No, my shower hates me because sometimes it simply refuses to work in its intended capacity. We live in a tiny little beach bungalow with one bathroom. It’s got a clawfoot tub that’s been (poorly) rigged with a pipe and shower head (why, yes, that is clear packing tape wrapped around the intersecting pipes!).

shower head

I don’t mind taking a bath once in a while, especially when it’s cold outside, but I prefer a shower for its efficiency (the lack of feeling like I am stewing in my own filth is a bonus). At any rate, I like to be the one who determines whether I want to take a bath or shower, not have my plumbing dictate it. But the little pull-up stopper on the faucet just flat out refuses to function correctly for no apparent reason. One day it’s all “enjoy your shower!” and the next day, “bath time for you, sucker!” I can go weeks without it being an issue, to the point where I start to think maybe I made the whole thing up, and then it reminds me that I am not the one calling the bathing shots. We went for a couple of weeks where it simply wouldn’t budge—to the point where I was ready to call a plumber about it (due to its on again/off again nature, I was wary of doing so: I have a long, embarrassing history of cars, computers, etc. not doing the “wrong” thing when an expert is finally called in, leaving me stammering with descriptions of what was wrong that has, for the immediate moment, stop being wrong, like the singing frog in that old cartoon) and then it simply, maddeningly, started working again.

But then came the last straw. I had colored my hair (I have had a shock of grey hair since my 20s, although now the shock has spread to pretty much my whole head.

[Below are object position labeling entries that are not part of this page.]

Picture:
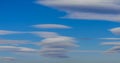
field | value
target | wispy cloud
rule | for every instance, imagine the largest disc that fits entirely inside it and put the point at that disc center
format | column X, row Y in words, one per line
column 87, row 9
column 52, row 26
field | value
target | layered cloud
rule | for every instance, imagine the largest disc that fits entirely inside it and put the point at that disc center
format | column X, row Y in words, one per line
column 51, row 26
column 55, row 45
column 17, row 49
column 115, row 30
column 6, row 32
column 115, row 49
column 86, row 9
column 14, row 42
column 111, row 43
column 46, row 34
column 8, row 58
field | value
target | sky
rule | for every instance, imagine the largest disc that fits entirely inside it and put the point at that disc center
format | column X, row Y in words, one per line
column 59, row 31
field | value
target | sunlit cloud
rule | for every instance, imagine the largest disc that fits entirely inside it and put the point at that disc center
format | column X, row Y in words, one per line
column 86, row 9
column 52, row 26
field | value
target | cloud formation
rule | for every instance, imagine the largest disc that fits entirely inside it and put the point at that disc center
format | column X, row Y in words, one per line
column 8, row 58
column 111, row 43
column 55, row 45
column 115, row 49
column 115, row 30
column 86, row 9
column 14, row 42
column 17, row 49
column 52, row 26
column 6, row 32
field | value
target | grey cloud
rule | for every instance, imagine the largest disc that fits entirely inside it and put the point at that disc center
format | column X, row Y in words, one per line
column 86, row 9
column 17, row 49
column 57, row 46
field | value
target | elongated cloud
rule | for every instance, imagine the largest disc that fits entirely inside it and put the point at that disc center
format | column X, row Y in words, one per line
column 8, row 58
column 115, row 49
column 55, row 45
column 17, row 49
column 51, row 26
column 115, row 30
column 86, row 9
column 6, row 32
column 111, row 43
column 14, row 42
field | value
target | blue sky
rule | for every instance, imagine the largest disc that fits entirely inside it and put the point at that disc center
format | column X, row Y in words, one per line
column 59, row 31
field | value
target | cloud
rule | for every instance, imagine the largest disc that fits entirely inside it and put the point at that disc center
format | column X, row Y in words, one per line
column 110, row 39
column 111, row 43
column 115, row 49
column 14, row 42
column 8, row 58
column 51, row 26
column 17, row 49
column 115, row 30
column 55, row 45
column 5, row 32
column 46, row 34
column 86, row 9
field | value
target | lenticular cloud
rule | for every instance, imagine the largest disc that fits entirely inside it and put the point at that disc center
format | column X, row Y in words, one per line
column 57, row 47
column 87, row 9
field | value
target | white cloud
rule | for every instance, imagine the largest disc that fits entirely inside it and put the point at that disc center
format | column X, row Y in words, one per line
column 55, row 45
column 115, row 30
column 8, row 58
column 5, row 32
column 111, row 43
column 14, row 42
column 115, row 49
column 46, row 34
column 110, row 39
column 86, row 9
column 17, row 49
column 51, row 26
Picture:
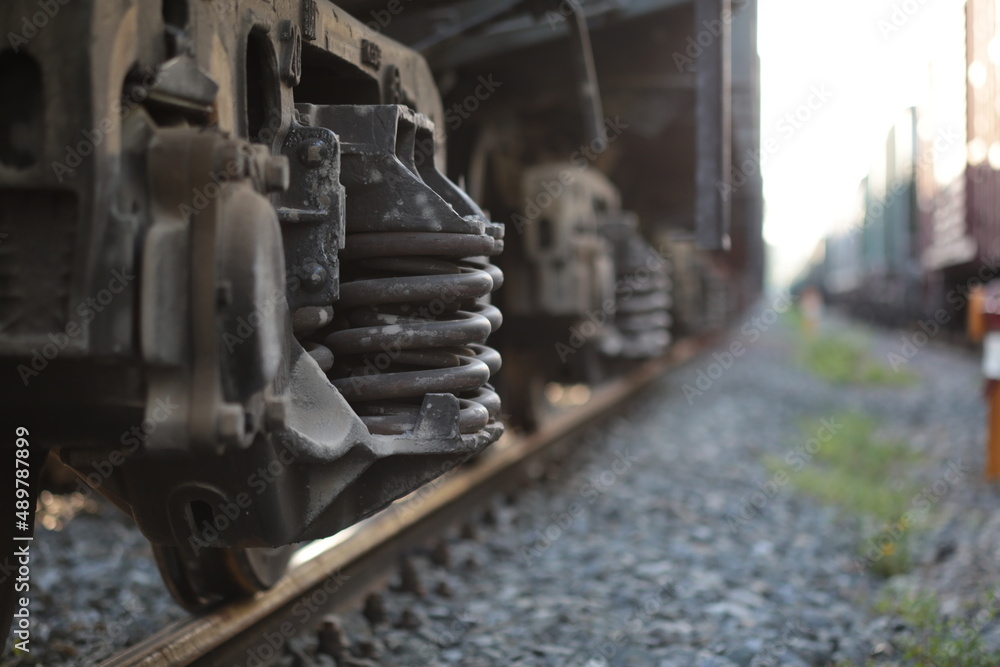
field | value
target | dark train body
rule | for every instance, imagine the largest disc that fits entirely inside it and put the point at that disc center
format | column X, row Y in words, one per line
column 926, row 227
column 250, row 250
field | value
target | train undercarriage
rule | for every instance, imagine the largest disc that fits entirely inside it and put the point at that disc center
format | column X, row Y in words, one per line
column 250, row 257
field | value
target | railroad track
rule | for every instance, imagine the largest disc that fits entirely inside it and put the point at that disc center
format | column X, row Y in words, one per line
column 334, row 574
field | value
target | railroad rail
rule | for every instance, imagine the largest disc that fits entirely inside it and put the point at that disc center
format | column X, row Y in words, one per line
column 356, row 560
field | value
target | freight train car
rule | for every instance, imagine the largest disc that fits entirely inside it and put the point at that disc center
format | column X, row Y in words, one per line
column 250, row 249
column 927, row 228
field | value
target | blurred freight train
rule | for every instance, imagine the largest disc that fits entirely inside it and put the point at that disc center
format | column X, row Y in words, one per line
column 251, row 249
column 926, row 226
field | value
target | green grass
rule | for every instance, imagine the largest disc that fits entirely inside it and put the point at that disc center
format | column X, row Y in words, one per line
column 934, row 639
column 843, row 359
column 866, row 477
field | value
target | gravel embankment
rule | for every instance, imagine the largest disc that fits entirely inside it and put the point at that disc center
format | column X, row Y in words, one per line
column 649, row 547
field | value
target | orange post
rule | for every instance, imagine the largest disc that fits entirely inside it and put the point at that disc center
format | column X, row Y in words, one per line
column 993, row 434
column 983, row 323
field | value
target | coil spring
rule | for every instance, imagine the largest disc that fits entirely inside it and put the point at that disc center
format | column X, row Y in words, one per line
column 411, row 320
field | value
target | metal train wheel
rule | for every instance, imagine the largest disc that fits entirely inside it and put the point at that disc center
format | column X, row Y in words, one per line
column 202, row 580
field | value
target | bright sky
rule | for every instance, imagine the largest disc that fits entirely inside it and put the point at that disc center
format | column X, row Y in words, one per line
column 869, row 71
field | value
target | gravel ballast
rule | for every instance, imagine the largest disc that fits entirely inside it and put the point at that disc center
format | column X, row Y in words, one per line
column 664, row 540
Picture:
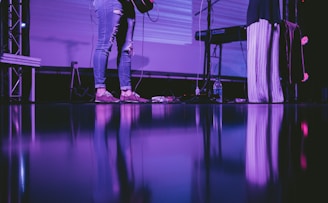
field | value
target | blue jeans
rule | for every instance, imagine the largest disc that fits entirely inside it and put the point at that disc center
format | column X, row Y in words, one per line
column 116, row 21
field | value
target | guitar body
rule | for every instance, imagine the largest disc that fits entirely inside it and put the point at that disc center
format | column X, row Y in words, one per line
column 143, row 6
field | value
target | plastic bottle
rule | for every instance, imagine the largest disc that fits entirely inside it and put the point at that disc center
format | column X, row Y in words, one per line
column 218, row 91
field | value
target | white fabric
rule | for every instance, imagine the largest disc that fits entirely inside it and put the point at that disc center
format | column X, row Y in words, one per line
column 263, row 79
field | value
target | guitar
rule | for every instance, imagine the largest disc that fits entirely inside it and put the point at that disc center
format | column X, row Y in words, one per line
column 143, row 6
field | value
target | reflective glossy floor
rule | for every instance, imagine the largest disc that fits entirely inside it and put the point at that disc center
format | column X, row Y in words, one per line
column 163, row 153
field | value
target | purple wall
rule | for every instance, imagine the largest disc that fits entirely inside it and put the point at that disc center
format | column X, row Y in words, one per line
column 64, row 30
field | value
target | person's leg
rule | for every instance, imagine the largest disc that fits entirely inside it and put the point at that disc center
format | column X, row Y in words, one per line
column 106, row 35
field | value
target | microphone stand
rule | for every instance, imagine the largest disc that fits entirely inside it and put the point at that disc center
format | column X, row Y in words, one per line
column 207, row 58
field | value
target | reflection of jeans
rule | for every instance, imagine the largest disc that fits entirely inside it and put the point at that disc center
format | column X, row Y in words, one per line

I went to a hair stylist once who suggested perhaps I had been dropped on my head as a child on the spot in question. I did not agree with her theory, but it did result in me never going back to her) and hopped in the tub to shower away all of the grey when, of course, the damn shower stop wouldn’t work. I tried everything—cursing, shoving something up inside the faucet to magically release it, jiggling and pulling on the stopper while pleading, all to no avail. So I ended up hunching over and squeezing my head in the space under the faucet to rinse the hair color out (please do not judge me for the rust marks–do they even still make new, porcelain, clawfoot tubs?? probably not in my price range).

faucet

And that is why my shower hates me. But now, the feeling is mutual.

Post script: A plumber was finally called and he re-rigged a whole new faucet (see photo above; the previous faucet was even lower and more awkward to get one’s head under). Although it took several days for the right parts to be procured, the plumber was kind enough to point out that I could still take a bath.